Former Washington Redskins quarterback Colt Brennan died at the age of 37 on Tuesday.

Brennan, a sixth-round pick in 2008 out of Hawaii, played for Washington for two seasons, appearing only in the preseason.  During his rookie year, Brennan led all first-year signal-callers in the preseason in passing yards, touchdowns and quarterback rating. He was released in 2010, following Washington’s acquisition of John Beck.


Brennan, who had public struggles with alcohol, died at a hospital in California, his father, Terry Brennan, told The Associated Press. Hawaii News Now first reported Brennan‘s death and it was later confirmed by the AP.

“He just spent one too many times on the dark side of life, and it caught up with him,” Terry Brennan said to the AP about his son.

At Hawaii, Brennan was a three-year starter — breaking or tying 31 NCAA records with his big arm. In 2007, he finished third in the voting for the Heisman Trophy, the first for a Hawaii passer. That year, he led Hawaii to an undefeated regular season and became the NCAA’s all-time leader in touchdown passes. The record has since been broken. 

He led the nation in 2006 in several categories, including total offense (422.5), touchdown passes (58), and passing efficiency (185.96).

In 2006, he set a then-school record for 569 yards passing against Arizona State University in a bowl game. He finished his career with 20 games with 400 or more yards and four games with 500 or more yards. He had a school record 131 touchdowns from 2005 to 2007.

Brennan also spent time with the Oakland Raiders before playing in the UFL, CFL and AFL.  

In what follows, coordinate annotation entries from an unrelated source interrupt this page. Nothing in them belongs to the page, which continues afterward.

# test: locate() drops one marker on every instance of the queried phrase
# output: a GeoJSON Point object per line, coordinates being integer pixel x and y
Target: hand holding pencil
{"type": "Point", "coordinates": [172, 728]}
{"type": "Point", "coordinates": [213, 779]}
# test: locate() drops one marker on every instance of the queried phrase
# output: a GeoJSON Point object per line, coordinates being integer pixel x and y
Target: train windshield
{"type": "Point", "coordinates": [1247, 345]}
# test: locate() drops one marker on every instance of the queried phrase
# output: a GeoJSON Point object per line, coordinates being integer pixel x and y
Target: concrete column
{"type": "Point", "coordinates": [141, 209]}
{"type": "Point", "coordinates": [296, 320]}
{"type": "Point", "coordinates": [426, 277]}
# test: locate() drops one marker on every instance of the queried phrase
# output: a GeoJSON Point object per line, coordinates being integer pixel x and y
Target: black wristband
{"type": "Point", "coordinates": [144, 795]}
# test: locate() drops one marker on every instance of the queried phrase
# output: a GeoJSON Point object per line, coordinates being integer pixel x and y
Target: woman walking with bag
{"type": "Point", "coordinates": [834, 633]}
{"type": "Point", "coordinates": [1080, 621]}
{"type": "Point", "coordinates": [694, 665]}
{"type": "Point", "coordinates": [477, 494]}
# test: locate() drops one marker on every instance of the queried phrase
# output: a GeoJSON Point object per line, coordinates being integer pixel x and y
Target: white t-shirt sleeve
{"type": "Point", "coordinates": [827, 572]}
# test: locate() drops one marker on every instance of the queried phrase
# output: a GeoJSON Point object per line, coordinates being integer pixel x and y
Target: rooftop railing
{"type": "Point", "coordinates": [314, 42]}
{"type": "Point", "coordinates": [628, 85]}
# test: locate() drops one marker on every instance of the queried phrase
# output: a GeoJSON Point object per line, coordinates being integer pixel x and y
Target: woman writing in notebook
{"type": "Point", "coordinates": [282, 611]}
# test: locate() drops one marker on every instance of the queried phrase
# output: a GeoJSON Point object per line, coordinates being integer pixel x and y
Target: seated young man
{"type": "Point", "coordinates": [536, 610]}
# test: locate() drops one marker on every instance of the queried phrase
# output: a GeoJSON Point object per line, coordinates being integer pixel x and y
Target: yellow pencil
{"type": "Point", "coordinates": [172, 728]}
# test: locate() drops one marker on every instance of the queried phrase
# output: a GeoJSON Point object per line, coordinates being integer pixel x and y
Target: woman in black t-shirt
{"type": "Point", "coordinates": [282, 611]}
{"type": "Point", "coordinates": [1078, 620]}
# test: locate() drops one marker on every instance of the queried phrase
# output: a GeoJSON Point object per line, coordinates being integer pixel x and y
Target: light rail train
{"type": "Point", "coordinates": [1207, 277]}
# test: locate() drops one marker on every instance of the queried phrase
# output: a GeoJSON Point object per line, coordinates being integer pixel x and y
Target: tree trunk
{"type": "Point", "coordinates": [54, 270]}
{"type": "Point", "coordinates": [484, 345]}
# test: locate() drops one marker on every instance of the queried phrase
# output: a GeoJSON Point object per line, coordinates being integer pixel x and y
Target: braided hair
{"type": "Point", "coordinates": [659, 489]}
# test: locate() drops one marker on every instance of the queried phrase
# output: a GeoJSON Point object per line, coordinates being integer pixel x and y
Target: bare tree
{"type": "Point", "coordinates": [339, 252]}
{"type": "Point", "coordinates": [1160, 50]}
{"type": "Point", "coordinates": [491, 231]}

Brennan had been living at an addiction treatment center in Costa Mesa, California, and Terry Brennan said his son also had been a big user of marijuana. Terry Brennan took him to a hospital emergency room on Sunday because his son had been drinking.

“I could tell he was not well and needed help,” Terry Brennan said.

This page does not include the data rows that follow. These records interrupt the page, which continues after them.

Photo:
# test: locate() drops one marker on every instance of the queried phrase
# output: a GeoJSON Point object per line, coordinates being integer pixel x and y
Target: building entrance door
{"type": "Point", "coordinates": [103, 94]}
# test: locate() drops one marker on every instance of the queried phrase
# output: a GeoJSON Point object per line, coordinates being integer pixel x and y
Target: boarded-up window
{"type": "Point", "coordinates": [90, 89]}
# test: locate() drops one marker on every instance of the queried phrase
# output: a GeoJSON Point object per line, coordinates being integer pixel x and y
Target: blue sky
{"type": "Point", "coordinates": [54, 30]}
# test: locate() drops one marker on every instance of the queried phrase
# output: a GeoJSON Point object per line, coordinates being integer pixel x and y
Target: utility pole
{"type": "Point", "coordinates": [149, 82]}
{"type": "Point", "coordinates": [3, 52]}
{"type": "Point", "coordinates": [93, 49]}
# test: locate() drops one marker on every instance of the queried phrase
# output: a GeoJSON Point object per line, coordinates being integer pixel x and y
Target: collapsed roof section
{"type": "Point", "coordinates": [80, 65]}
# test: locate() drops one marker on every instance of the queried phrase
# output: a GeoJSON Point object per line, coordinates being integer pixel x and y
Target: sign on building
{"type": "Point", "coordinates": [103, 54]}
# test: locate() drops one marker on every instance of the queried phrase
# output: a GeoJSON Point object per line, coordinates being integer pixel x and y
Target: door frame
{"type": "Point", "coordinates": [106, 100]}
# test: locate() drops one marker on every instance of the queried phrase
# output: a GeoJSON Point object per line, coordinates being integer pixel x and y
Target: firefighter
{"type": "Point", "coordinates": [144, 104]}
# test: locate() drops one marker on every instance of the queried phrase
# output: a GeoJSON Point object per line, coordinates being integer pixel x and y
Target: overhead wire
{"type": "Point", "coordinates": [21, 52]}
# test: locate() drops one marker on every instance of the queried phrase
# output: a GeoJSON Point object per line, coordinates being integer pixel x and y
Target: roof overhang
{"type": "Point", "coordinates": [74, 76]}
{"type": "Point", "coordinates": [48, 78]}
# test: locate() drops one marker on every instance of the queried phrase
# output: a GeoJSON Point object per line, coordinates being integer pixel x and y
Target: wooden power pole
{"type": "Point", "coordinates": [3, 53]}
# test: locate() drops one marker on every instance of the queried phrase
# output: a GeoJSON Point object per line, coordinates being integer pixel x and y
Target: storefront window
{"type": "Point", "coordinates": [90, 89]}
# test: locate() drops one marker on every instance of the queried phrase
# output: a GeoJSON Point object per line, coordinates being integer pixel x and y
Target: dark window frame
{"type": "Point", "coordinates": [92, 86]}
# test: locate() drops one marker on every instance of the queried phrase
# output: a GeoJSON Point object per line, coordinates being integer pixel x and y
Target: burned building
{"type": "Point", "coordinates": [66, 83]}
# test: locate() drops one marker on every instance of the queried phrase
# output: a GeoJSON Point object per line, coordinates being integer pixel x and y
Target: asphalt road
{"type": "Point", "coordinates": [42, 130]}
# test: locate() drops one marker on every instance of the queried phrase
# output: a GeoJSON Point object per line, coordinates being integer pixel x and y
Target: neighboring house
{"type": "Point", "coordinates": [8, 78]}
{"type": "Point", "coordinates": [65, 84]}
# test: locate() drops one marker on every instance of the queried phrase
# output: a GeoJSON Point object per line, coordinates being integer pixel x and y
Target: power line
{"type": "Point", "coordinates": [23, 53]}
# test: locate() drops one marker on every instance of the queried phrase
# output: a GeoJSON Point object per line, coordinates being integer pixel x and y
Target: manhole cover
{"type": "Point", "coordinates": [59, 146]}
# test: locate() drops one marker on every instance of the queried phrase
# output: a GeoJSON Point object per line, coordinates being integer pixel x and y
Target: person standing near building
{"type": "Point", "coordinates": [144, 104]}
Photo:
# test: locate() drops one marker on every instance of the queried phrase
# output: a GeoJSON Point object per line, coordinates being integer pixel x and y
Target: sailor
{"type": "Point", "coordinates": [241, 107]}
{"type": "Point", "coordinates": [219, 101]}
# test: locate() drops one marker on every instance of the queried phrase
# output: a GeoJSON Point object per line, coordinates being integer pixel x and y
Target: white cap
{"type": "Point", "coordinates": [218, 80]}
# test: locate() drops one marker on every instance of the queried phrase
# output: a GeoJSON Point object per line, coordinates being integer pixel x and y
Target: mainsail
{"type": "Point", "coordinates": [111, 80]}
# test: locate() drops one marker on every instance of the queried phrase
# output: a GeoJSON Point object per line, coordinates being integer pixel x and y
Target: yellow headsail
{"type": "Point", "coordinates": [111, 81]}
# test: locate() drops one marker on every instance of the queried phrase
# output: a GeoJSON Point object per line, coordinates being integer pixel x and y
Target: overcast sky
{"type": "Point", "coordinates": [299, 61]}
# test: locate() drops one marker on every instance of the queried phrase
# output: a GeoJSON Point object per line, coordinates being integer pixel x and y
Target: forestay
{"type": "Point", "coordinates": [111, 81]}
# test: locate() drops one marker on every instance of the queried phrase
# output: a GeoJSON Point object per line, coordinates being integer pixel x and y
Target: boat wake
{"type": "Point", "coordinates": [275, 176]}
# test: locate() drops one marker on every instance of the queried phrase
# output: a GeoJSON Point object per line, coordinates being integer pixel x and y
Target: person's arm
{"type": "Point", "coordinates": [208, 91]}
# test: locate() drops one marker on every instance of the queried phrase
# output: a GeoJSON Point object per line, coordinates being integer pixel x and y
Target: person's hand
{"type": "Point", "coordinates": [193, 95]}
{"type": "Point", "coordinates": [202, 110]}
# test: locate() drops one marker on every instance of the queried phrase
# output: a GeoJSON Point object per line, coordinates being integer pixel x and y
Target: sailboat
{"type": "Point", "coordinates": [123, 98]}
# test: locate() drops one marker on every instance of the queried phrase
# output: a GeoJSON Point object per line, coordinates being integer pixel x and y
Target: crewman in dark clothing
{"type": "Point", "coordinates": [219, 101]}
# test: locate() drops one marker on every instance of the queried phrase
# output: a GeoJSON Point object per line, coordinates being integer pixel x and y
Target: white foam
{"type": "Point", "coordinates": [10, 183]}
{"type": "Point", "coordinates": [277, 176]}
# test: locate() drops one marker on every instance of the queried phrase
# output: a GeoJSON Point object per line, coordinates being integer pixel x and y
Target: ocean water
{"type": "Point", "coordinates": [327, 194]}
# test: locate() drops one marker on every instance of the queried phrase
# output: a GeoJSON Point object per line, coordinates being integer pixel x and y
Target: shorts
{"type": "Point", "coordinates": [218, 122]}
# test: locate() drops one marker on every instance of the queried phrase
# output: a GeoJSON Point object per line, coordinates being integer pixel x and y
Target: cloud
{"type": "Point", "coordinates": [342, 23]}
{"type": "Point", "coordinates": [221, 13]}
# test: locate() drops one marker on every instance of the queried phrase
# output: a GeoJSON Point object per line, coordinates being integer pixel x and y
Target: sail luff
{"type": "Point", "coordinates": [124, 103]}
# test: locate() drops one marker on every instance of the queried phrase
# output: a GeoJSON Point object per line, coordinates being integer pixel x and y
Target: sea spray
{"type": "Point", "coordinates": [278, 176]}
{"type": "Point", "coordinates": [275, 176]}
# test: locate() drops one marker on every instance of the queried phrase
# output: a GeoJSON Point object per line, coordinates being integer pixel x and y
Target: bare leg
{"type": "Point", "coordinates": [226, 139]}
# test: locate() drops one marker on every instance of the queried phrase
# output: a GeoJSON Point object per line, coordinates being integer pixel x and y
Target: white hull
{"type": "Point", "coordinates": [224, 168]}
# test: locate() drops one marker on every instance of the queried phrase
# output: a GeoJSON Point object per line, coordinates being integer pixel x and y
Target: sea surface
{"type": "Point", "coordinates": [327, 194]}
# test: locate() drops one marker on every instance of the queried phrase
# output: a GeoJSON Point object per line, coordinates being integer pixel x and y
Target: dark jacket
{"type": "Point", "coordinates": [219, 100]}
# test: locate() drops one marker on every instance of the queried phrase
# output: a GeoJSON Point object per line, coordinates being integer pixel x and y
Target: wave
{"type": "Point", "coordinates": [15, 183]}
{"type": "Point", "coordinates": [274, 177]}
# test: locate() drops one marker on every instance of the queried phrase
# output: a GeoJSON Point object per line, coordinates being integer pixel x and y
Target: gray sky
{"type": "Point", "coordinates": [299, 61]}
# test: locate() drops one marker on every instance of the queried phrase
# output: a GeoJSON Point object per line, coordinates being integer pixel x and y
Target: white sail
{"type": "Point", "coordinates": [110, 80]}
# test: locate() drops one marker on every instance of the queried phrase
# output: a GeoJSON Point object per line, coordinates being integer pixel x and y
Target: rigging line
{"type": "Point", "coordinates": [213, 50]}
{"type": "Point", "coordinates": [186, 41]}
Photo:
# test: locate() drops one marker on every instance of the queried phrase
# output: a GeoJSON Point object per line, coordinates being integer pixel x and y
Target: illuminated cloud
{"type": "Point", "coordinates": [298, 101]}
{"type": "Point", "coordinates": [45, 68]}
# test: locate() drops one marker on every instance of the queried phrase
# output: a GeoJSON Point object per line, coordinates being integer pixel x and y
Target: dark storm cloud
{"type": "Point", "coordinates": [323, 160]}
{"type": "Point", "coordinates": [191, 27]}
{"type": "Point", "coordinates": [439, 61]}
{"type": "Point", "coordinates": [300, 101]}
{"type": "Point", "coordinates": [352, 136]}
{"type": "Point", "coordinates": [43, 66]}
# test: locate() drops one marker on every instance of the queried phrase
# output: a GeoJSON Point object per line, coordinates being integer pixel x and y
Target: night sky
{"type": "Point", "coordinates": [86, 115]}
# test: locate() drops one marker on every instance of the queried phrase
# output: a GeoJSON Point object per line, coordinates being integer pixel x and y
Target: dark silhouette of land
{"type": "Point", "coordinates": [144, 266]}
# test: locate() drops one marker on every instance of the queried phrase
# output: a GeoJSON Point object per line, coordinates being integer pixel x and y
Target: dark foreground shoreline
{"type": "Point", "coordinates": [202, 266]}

But the detox facility was full, so without his family realizing it, Colt Brennan was released. He was unconscious when he was taken back to the hospital, where he later died, his father said.

“They released him out on the street and either he made a call or he got Uber or something,” Terry Brennan said. “And now this is what we’re dealing with.”

He was surrounded by family members when he died.

“His sisters made sure he had the Bob Marley music going by his side,” Terry Brennan said of the reggae his son was fond of from his time in Hawaii. “They had a lei around his chest.”

His family hopes that toxicology results and an autopsy — including tests on his brain to determine if there was degeneration from repeated head trauma — will give them answers.

This article is based in part on wire service reports.